Modern spectrographic analysis software generates these “windows” behind the scenes and then automatically “smooths” the resulting spectrograms so that they seem to have higher resolution than they actually do. This smoothing algorithm is basically an after-the-fact Photoshop trick, and although it’s very helpful in making visual sense of a spectrogram, it’s important to realize that the smoothing doesn’t actually increase the amount of information in the spectrogram; it’s just the computer’s best guess at what the spectrogram would look like if the resolution were higher.
Here’s a series of spectrograms of the exact same recording (an American Tree Sparrow call). On the left is the raw, unsmoothed spectrogram. On the right is the smoothed version. From top to bottom, the time resolution increases and the the frequency resolution decreases.
Window size: 23.2 mS × 61.9 Hz
Window size: 11.6 mS × 124 Hz
Window size: 5.8 mS × 248 Hz
Window size: 2.9 mS × 496 Hz
Window size: 1.45 mS × 991 Hz
Note that I am not “zooming” in or out on these calls; the time and frequency axes remain precisely the same in all of the above spectrograms. All I’ve done is decrease the width of the analysis windows, which automatically increases their height.
See how tremendously different the smoothed spectrograms look from one another? The difference between the second and fifth is particularly striking. In the second, we clearly see a series of horizontal sidebands in the call. In the fifth, we see only an extremely rapid series of vertical, click-like notes. How can these possibly be spectrograms of the same call? Which one is right?

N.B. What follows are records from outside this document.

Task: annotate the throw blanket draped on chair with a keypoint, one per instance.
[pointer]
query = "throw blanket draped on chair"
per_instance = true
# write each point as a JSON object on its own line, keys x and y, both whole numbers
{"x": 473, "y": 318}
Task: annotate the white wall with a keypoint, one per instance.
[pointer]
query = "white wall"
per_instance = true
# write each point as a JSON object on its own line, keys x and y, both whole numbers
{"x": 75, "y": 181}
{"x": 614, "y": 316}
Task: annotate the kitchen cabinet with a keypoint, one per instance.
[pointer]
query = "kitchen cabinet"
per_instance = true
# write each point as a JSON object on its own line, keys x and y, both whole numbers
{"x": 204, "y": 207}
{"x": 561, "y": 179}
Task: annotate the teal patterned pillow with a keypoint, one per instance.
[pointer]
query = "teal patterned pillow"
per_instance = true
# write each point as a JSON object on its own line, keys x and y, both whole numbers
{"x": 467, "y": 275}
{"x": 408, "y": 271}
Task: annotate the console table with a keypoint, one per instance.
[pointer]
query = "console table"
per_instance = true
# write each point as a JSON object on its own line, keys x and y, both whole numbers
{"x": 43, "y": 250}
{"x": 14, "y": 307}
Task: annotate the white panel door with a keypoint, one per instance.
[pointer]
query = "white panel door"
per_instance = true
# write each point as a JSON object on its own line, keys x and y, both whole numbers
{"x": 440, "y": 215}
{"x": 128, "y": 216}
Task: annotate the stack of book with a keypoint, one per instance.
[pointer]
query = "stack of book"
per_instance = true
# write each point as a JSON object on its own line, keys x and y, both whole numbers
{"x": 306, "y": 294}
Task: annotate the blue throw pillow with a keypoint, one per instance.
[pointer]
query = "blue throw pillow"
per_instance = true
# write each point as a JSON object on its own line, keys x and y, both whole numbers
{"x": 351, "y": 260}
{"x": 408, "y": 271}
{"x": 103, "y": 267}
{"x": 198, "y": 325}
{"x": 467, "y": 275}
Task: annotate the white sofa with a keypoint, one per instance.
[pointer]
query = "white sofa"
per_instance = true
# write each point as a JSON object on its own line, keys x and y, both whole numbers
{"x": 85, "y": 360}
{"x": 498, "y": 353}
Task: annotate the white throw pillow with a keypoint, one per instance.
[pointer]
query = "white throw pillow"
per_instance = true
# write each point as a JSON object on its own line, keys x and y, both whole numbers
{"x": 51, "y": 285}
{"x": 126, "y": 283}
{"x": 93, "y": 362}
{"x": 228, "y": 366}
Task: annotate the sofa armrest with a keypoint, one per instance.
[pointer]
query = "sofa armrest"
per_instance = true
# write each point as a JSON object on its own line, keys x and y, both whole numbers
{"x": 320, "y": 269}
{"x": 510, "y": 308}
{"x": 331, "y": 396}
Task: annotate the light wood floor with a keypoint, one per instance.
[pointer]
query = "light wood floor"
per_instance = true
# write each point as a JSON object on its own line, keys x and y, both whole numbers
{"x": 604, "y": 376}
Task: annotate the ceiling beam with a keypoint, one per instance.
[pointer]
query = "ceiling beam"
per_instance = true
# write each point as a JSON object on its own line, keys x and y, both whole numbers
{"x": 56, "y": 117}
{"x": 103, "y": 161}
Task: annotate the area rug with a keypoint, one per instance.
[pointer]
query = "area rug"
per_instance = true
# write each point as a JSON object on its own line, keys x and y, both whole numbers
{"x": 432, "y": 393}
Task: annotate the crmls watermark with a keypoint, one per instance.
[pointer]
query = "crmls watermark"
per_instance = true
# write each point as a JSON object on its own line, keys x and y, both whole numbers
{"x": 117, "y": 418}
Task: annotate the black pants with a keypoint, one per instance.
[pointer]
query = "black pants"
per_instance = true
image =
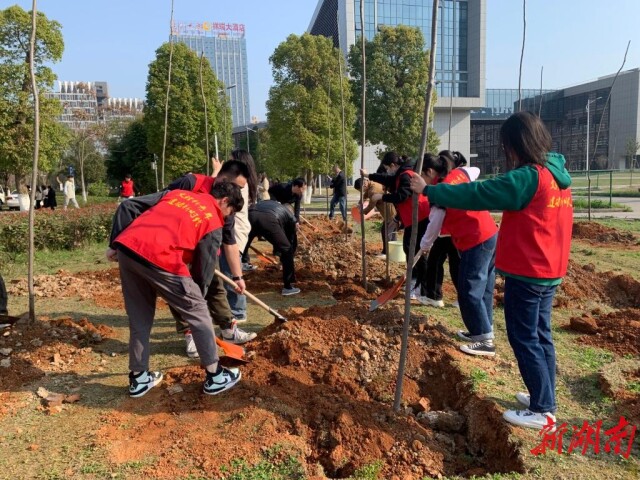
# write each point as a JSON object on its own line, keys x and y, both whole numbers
{"x": 419, "y": 272}
{"x": 284, "y": 241}
{"x": 3, "y": 297}
{"x": 442, "y": 248}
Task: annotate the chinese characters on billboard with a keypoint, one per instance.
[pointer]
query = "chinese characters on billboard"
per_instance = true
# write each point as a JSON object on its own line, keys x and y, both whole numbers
{"x": 209, "y": 29}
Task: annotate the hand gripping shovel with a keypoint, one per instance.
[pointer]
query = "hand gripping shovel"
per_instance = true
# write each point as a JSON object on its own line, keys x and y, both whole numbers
{"x": 263, "y": 257}
{"x": 390, "y": 293}
{"x": 252, "y": 297}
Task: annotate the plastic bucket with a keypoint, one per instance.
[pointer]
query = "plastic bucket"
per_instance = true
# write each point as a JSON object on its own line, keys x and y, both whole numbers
{"x": 396, "y": 254}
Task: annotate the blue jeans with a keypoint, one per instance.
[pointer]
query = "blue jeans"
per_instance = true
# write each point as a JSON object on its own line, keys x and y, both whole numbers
{"x": 342, "y": 203}
{"x": 476, "y": 279}
{"x": 237, "y": 302}
{"x": 527, "y": 312}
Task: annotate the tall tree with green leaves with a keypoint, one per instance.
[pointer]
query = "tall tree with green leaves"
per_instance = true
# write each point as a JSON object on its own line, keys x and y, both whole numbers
{"x": 16, "y": 92}
{"x": 186, "y": 148}
{"x": 304, "y": 109}
{"x": 397, "y": 75}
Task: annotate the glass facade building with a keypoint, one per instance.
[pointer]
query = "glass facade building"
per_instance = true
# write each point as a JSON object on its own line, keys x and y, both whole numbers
{"x": 225, "y": 47}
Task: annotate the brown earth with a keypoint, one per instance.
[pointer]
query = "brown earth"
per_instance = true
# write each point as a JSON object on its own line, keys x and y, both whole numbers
{"x": 321, "y": 384}
{"x": 597, "y": 233}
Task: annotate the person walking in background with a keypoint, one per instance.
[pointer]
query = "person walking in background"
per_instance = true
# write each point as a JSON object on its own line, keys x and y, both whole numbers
{"x": 263, "y": 188}
{"x": 397, "y": 180}
{"x": 166, "y": 245}
{"x": 52, "y": 203}
{"x": 277, "y": 225}
{"x": 70, "y": 192}
{"x": 128, "y": 188}
{"x": 532, "y": 253}
{"x": 290, "y": 193}
{"x": 339, "y": 185}
{"x": 474, "y": 235}
{"x": 387, "y": 210}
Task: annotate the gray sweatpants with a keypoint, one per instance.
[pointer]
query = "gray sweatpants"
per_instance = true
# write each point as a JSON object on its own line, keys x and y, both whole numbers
{"x": 141, "y": 285}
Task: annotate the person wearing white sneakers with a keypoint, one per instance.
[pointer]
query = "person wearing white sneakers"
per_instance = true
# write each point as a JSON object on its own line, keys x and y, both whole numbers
{"x": 532, "y": 251}
{"x": 474, "y": 234}
{"x": 166, "y": 245}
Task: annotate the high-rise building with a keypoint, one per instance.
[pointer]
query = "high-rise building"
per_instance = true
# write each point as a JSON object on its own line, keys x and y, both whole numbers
{"x": 224, "y": 45}
{"x": 460, "y": 50}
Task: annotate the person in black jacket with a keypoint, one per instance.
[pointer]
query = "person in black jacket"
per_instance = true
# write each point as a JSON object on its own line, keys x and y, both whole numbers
{"x": 339, "y": 185}
{"x": 277, "y": 225}
{"x": 288, "y": 193}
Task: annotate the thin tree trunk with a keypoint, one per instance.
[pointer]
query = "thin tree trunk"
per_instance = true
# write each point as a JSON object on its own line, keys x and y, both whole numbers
{"x": 34, "y": 171}
{"x": 414, "y": 229}
{"x": 206, "y": 117}
{"x": 166, "y": 103}
{"x": 364, "y": 139}
{"x": 524, "y": 36}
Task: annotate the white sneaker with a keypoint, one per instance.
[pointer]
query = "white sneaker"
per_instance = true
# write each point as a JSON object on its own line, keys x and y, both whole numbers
{"x": 192, "y": 351}
{"x": 431, "y": 302}
{"x": 236, "y": 335}
{"x": 529, "y": 419}
{"x": 523, "y": 398}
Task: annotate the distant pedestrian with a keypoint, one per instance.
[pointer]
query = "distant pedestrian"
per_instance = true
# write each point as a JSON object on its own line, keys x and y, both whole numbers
{"x": 70, "y": 192}
{"x": 339, "y": 186}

They’re both right. All the spectrograms above are accurate, in that they’re all displaying different (accurate) interpretations of the same data. A complex tone comprised of whistled partials (like in the second spectrogram) and a rapid series of clicks (like in the fifth spectrogram) can be the same sound. Once a series of clicks becomes fast enough, we hear it as a harmonically complex tone. This shouldn’t be surprising when you consider that the human vocal cords are just making a series of very fast clicks, but the result is a wonderfully rich, harmonically complex sound: the human voice.
Here’s a spectrogram that shows basically the same phenomenon. Artificially generated for demonstration purposes, it’s the spectrogram of a decelerating series of groups of clicks. When the groups of clicks are closely spaced, at the beginning of the spectrogram, they don’t show up as groups of clicks, but as a single pure tone with sidebands. Only later, when the distance between clicks reaches a certain threshold determined by the window size, does the spectrogram begin to resolve them separately:
There’s been some debate in the technical literature over whether sidebands like these are a “real” phenomenon, or just an “artefact” of spectrographic analysis. For anyone interested in the debate, Watkins (1968) is required reading. If you’d like more information on where the debate went after 1968, email me. Suffice it to say that, for all intents and purposes, the winners were those who argued that sidebars were real.
Although this post was on the technical side, I hope it was useful to you. Comments are welcome (including those telling me I’ve gotten something horribly wrong).